The American Hotel & Lodging Assn. recently studied the idea of running a program and/or endorsing one but decided its role is to present the different alternatives to the industry and let hoteliers decide for themselves which certification programs to pursue. Meanwhile, numerous entrepreneurs have come out with their own programs. In some cases they have gained some traction but in other cases they have not. These well-intentioned entrepreneurs often suffer from small staffs, little capital and a lack of marketing muscle and creativity. In fact, I rarely see them at industry events. Meanwhile, excellent programs such as the U.S. Green Building Council's LEED (not originally designed for hotels), the EPA's Energy Star, and Green Seal's rating program grow at a snail's pace—each with their own positive agendas. A number of states also have their own programs—some thriving, some on life support.

The certification dilemma will not be solved quickly. There are those that justifiably argue for a national certification program that includes a mandatory on-site audit, while others are willing to accept a program similar to Canada's that offers more of a self-certifying model.

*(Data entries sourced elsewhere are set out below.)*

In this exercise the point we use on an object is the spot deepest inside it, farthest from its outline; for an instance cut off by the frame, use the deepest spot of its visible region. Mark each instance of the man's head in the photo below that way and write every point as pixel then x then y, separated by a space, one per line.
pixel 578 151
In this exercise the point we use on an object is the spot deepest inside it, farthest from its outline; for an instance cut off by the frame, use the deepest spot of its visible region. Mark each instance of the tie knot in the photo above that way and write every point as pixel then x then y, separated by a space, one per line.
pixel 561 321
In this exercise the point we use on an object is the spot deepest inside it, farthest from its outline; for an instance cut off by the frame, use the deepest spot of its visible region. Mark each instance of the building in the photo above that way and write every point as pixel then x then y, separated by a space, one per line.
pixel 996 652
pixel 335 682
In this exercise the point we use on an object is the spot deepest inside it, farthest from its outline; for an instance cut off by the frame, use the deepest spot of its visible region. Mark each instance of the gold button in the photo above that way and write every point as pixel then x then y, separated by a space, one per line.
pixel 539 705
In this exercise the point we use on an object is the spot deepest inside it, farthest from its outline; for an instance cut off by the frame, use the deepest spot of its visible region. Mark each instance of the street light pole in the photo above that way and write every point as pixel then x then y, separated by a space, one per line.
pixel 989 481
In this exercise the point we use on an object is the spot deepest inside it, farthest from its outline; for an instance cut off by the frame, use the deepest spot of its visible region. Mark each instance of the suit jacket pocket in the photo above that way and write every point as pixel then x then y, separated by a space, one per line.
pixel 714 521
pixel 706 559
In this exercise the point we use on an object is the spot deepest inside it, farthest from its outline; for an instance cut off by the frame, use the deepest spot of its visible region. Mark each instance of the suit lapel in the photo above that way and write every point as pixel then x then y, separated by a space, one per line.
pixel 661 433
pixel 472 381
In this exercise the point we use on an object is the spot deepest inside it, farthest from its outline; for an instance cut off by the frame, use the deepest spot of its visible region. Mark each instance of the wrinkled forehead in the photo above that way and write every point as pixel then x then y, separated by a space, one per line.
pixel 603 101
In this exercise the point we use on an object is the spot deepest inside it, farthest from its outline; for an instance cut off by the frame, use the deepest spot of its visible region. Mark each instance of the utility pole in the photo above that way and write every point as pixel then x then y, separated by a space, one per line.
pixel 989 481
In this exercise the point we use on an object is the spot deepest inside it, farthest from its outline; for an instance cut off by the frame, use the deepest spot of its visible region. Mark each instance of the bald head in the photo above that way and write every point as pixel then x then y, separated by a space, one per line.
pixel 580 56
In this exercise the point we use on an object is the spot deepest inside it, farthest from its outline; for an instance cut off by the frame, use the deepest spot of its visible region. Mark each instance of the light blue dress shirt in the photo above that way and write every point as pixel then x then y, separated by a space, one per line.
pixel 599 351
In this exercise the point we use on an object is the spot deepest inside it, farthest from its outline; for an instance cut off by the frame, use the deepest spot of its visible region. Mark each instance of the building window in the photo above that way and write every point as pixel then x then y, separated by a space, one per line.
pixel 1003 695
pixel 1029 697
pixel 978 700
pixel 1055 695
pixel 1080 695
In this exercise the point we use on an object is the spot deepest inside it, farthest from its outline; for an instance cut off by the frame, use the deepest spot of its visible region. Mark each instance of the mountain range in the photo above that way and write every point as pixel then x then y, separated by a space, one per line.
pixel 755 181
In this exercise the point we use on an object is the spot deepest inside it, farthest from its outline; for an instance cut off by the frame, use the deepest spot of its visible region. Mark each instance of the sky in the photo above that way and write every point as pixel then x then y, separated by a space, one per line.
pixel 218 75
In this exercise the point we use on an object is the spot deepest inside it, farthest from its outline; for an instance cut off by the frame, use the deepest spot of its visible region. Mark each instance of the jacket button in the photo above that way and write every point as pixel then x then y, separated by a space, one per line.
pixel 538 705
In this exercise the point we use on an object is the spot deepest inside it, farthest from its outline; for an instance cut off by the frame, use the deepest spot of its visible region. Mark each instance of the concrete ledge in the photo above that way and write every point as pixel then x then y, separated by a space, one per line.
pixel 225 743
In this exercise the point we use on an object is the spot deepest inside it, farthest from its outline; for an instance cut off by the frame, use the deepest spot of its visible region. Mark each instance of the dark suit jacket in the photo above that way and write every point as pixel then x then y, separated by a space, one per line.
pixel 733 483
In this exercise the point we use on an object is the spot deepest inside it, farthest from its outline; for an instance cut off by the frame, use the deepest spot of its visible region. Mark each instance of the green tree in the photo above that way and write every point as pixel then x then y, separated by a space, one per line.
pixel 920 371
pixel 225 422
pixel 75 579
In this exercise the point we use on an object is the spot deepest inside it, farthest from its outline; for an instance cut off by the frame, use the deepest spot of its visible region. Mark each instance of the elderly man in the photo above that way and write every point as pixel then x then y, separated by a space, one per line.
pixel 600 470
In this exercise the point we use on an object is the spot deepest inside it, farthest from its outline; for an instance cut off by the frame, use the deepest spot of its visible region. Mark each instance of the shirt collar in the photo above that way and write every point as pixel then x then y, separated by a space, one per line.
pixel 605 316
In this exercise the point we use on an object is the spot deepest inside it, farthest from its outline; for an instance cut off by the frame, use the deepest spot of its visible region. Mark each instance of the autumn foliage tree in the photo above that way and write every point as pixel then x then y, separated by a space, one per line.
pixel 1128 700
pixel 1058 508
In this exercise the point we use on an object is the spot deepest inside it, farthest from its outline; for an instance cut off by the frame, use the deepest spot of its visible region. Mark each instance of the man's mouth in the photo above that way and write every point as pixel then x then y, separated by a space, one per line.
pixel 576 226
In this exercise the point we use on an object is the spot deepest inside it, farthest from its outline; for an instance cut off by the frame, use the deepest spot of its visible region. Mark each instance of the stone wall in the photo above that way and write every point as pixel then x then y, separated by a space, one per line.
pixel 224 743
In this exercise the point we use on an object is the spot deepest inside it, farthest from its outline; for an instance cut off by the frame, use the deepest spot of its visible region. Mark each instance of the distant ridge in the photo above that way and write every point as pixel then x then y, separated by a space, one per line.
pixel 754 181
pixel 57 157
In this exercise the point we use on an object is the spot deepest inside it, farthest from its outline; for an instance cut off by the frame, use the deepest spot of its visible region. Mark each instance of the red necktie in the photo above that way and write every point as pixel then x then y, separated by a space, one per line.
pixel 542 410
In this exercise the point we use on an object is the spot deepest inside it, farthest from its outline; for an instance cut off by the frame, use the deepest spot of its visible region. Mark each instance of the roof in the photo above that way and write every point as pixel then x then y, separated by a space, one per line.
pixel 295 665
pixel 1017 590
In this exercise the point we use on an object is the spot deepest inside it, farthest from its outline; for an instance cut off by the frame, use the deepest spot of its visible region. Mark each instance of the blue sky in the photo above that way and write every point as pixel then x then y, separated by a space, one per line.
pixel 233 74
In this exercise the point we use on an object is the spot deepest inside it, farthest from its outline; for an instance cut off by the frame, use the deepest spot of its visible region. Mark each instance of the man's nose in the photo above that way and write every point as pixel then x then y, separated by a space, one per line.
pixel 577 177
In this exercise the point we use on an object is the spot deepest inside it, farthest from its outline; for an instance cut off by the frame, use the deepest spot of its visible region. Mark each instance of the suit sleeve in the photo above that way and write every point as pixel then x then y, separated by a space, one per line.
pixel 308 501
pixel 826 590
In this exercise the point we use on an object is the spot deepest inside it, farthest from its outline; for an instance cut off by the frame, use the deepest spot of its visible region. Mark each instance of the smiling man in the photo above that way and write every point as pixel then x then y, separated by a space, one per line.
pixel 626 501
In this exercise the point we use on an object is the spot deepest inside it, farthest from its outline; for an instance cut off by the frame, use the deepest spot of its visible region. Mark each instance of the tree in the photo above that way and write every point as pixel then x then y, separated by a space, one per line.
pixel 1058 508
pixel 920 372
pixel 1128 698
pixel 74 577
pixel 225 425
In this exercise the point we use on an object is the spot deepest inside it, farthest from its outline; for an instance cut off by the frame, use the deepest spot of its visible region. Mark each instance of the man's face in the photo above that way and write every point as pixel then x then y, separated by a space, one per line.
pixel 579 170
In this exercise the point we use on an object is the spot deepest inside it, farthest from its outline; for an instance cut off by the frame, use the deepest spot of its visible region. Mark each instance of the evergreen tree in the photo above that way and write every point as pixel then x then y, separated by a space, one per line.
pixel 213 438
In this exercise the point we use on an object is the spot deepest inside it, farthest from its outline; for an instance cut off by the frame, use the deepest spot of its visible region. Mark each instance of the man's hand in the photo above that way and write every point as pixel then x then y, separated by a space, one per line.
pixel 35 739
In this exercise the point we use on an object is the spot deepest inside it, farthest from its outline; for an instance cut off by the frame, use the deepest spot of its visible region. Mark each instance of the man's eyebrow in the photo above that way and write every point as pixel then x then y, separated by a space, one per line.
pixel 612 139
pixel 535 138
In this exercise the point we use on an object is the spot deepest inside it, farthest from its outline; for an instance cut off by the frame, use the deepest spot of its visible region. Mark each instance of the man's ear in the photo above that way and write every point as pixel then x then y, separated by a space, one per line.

As far as the environment is concerned, the more programs there are the better, but it is confusing for the consumer. What our industry really needs is a certification summit—a conference at which the certification challenges and complexities are finally settled. But could it really happen? Would entrepreneurs be willing to check their ambitions and egos at the door? Would so many different stakeholders be willing to share the potential spoils of a certification program that has the potential to have tens of thousands of members? Don't count on it. What do you think?

1 comment:

Joe Ascanio said...

This past weekend, I had the opportunity to meet with reps from ASTA regarding their new "ASTA Green Program" at the THETRADESHOW conference in Orlando, Florida. Coinciding with the conference were a handful of "green-minded" educational seminars for everyone in attendance.

ASTA's program seems to be entirely self-certifying, and underwhelmingly so. "Do you recycle? Great! You must be a green hotel!" "Have you planted a tree this year? Awesome! Here is your official ASTA Green logo to put on your business card!" That is essentially the way it works. There are no checks and balances, no certification process....oh, but let's not forget that property managers, service providers and even agents need to pay an additional membership fee to be designated as "green" by ASTA. I suppose ASTA'S version of "green" stands for something else entirely.

So far, I would say the private sector has gotten it right, or at least has started to, but I agree with you that its growth is stagnant. I think orgs like NaturCert or even Florida's own Green Lodging Program are building substantial models and it will be interesting to see which, if not all, measure up in the long run as "green travel" moves beyond buzzword status and into mainstream operations.